J.K. picture J.K. · May 9, 2017 · Viewed 12.1k times · Source

Im trying to finetune the existing models in Keras to classify my own dataset. Till now I have tried the following code (taken from Keras docs: https://keras.io/applications/) in which Inception V3 is fine-tuned on a new set of classes.

from keras.applications.inception_v3 import InceptionV3
from keras.preprocessing import image
from keras.models import Model
from keras.layers import Dense, GlobalAveragePooling2D
from keras import backend as K

# create the base pre-trained model
base_model = InceptionV3(weights='imagenet', include_top=False)

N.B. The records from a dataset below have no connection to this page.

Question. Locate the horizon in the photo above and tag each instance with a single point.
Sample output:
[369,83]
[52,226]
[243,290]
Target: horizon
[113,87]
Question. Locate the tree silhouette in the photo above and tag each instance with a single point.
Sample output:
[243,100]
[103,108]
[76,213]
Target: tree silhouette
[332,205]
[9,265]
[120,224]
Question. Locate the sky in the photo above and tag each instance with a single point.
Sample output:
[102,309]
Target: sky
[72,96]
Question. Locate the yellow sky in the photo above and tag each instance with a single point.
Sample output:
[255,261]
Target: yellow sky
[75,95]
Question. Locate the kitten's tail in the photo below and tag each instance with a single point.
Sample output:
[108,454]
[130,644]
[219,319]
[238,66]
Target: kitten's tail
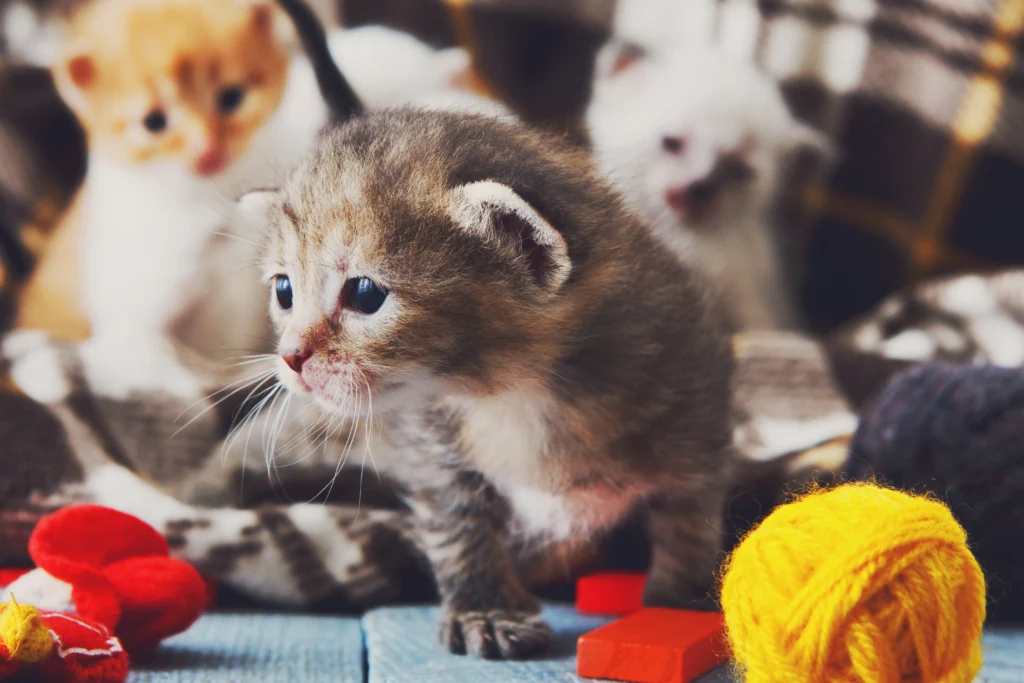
[341,98]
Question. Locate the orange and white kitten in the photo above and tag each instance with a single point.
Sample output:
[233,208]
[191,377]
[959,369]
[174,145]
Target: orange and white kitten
[178,100]
[186,104]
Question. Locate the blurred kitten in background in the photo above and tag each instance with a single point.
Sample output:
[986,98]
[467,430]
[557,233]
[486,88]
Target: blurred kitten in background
[186,104]
[696,140]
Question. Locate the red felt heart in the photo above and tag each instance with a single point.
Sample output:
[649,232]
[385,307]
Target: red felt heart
[121,573]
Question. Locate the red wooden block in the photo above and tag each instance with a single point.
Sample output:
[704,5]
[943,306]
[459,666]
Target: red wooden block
[613,594]
[654,645]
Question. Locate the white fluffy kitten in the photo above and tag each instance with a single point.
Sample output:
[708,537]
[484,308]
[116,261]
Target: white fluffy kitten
[696,140]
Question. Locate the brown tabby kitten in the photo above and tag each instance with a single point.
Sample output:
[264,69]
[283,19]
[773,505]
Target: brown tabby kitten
[534,366]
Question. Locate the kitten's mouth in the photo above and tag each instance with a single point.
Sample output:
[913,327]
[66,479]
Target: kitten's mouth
[692,203]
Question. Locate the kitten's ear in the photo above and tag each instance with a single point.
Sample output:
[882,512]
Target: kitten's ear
[75,75]
[499,215]
[616,57]
[456,68]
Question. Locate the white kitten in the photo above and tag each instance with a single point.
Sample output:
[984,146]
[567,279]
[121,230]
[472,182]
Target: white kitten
[166,263]
[696,139]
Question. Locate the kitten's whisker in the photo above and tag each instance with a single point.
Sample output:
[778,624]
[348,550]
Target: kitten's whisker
[258,381]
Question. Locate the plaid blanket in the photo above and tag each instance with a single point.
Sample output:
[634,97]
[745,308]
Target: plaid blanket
[924,100]
[175,461]
[922,97]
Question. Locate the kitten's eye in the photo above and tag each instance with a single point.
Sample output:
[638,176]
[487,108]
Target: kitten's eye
[283,288]
[673,144]
[230,98]
[155,121]
[365,296]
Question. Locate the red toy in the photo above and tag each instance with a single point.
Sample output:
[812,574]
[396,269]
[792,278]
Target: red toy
[57,648]
[654,645]
[612,594]
[113,569]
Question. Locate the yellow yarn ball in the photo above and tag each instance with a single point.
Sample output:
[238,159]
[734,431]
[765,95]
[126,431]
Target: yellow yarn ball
[23,633]
[855,585]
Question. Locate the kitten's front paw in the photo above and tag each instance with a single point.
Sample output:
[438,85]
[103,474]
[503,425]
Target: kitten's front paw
[495,634]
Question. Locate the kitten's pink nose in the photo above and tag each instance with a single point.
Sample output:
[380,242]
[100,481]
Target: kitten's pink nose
[297,359]
[211,160]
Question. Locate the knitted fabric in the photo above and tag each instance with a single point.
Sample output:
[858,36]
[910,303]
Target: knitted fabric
[957,432]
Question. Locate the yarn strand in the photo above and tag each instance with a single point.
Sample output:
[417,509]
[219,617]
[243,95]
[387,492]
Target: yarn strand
[858,585]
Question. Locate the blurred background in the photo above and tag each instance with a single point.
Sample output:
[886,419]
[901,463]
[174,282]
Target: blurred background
[922,100]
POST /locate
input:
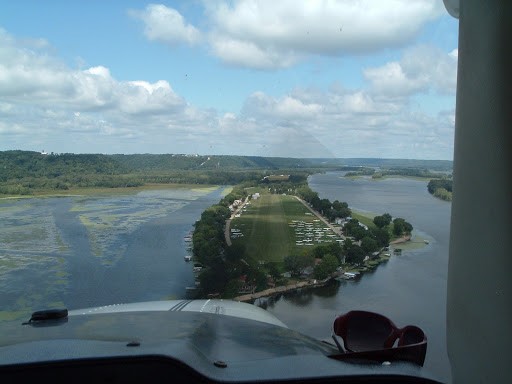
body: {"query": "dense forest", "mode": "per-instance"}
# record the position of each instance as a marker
(24, 172)
(28, 172)
(441, 188)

# add a global spatial average pooling layer
x = base_model.output
x = GlobalAveragePooling2D()(x)
# let's add a fully-connected layer
x = Dense(1024, activation='relu')(x)
# and a logistic layer -- let's say we have 200 classes
predictions = Dense(200, activation='softmax')(x)

# this is the model we will train
model = Model(inputs=base_model.input, outputs=predictions)

# first: train only the top layers (which were randomly initialized)
# i.e. freeze all convolutional InceptionV3 layers
for layer in base_model.layers:
    layer.trainable = False

# compile the model (should be done *after* setting layers to non-trainable)
model.compile(optimizer='rmsprop', loss='categorical_crossentropy')

# train the model on the new data for a few epochs
model.fit_generator(...)

# at this point, the top layers are well trained and we can start fine-tuning
# convolutional layers from inception V3. We will freeze the bottom N layers
# and train the remaining top layers.

# let's visualize layer names and layer indices to see how many layers
# we should freeze:
for i, layer in enumerate(base_model.layers):
   print(i, layer.name)

# we chose to train the top 2 inception blocks, i.e. we will freeze
# the first 172 layers and unfreeze the rest:
for layer in model.layers[:172]:
   layer.trainable = False
for layer in model.layers[172:]:
   layer.trainable = True

# we need to recompile the model for these modifications to take effect
# we use SGD with a low learning rate
from keras.optimizers import SGD
model.compile(optimizer=SGD(lr=0.0001, momentum=0.9), loss='categorical_crossentropy')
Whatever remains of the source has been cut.